LOCKPORT – A makeover of the defunct Tuscarora Club into a restaurant and 10 apartments would cost an estimated $1.58 million, which is less than city officials were expecting.

The vacant building at 128 Walnut St. fell into the hands of the city’s development agency in December 2014 after it foreclosed on an unpaid loan it made to the last owner, Dominick J. DeFlippo, who operated a restaurant called the Tuscarora Inn. The three-story building has a footprint of 5,600 square feet.

Brian M. Smith, city planning and development director and president of Greater Lockport Development Corp., said Thursday that the cost estimate “sounds like a big number, but for the size of building it is, I was pleasantly surprised.”

R. Charles Bell of H. Sicherman & Associates, the city’s development consultant, said the makeover would be “a really good candidate” for a state grant under the resuscitated Restore New York program.

Smith said the city’s goal is to sell the building “to someone who would do a good job with it,” but if a state grant is obtained, the city agency would have to keep title until the grant money is spent. Smith said the city has until July 13 to send Albany a letter of intent, with the full grant application due Oct. 3.

He said the city has had inquiries from the private sector about redevelopment, but the lack of a cost estimate kept them from progressing.
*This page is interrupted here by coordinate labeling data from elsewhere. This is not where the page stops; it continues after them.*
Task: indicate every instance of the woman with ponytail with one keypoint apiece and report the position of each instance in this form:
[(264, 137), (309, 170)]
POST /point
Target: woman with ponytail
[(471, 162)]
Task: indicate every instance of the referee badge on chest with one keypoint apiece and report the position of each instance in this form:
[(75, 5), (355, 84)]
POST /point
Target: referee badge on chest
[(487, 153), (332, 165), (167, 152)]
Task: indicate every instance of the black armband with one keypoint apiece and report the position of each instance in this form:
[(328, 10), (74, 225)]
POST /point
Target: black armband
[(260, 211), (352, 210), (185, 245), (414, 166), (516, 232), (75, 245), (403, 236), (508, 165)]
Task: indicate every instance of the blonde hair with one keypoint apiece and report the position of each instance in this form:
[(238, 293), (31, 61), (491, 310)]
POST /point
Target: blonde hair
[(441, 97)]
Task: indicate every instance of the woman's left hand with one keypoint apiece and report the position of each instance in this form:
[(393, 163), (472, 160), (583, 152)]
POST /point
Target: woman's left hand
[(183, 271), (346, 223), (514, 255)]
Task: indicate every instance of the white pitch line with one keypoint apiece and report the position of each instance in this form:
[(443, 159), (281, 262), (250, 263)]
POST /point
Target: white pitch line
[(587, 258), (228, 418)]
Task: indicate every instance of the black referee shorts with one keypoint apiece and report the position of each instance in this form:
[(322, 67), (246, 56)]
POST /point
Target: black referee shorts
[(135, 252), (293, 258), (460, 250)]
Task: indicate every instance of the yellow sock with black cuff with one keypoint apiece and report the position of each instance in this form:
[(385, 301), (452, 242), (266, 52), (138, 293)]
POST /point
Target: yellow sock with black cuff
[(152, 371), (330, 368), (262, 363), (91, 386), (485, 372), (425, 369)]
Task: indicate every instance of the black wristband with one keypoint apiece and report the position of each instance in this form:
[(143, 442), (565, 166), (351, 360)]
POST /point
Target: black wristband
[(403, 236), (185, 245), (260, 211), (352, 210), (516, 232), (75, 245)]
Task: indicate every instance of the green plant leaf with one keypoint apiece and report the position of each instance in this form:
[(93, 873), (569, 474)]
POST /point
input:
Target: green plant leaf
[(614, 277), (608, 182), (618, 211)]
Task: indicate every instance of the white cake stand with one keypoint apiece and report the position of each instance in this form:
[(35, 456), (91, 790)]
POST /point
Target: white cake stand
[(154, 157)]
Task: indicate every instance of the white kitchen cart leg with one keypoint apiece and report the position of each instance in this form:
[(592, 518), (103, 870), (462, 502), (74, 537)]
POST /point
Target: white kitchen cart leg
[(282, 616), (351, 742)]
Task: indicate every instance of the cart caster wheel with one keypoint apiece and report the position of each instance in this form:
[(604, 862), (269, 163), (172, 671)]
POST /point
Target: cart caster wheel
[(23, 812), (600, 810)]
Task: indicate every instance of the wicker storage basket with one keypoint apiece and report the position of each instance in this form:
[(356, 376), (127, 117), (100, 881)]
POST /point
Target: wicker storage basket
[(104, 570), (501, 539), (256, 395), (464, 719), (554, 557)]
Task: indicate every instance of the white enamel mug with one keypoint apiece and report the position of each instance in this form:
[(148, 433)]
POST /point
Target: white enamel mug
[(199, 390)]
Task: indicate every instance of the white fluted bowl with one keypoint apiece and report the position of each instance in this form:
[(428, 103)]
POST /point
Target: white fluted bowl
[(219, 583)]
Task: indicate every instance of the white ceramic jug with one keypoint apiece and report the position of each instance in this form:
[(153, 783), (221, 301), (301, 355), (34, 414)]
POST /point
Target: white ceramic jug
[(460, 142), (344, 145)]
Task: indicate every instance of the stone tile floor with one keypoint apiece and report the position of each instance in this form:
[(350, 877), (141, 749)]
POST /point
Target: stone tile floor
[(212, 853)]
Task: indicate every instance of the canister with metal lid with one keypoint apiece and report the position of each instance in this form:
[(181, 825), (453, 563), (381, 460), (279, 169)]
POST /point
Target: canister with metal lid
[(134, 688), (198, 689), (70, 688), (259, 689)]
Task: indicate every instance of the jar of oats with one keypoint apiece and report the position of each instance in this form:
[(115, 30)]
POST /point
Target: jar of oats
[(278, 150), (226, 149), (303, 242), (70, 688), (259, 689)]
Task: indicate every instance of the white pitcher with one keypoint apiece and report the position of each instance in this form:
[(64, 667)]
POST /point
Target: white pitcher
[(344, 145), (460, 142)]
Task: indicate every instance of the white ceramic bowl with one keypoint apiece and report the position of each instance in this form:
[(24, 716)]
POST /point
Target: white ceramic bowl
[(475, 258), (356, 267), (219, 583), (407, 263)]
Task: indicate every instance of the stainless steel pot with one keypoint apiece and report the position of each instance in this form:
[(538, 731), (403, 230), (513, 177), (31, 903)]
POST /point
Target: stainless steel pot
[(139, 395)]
The number is contained in a report from Smart Design Architects of Batavia, with the construction detail provided by Lamparelli Construction Co. of Cheektowaga.

The National Register-eligible building began as a private residence in the mid-19th century. The Tuscarora Club, a men’s social club, opened there in 1911 and lasted nearly a century before folding.

“Executives from General Motors, in its heyday, used to stay on the third floor,” Corporation Counsel John J. Ottaviano said. The report says the third floor was divided into numerous “dormitory” rooms. There also is a long-unused bowling alley in the basement.

The Smart Design plan proposes three two-bedroom apartments and seven one-bedroom apartments, with the restaurant and event space reopening on the first floor. But to accomplish that, the building needs extensive electrical and plumbing improvements, the report says. It also recommends a new roof and removal of what the report presumes are lead-based paints and old floor tiles containing asbestos.

Bell said rental income from the apartments would help cover about half of any debt incurred upfront for a renovation project.

He said, “I don’t think anybody (in City Hall) wants to own it indefinitely, but get it to where it’s cash-flowing, get your investment back and get out.”

“Our preference is to sell this property,” Smith said, but if that doesn’t happen right away, “it’s our job to move this project forward.”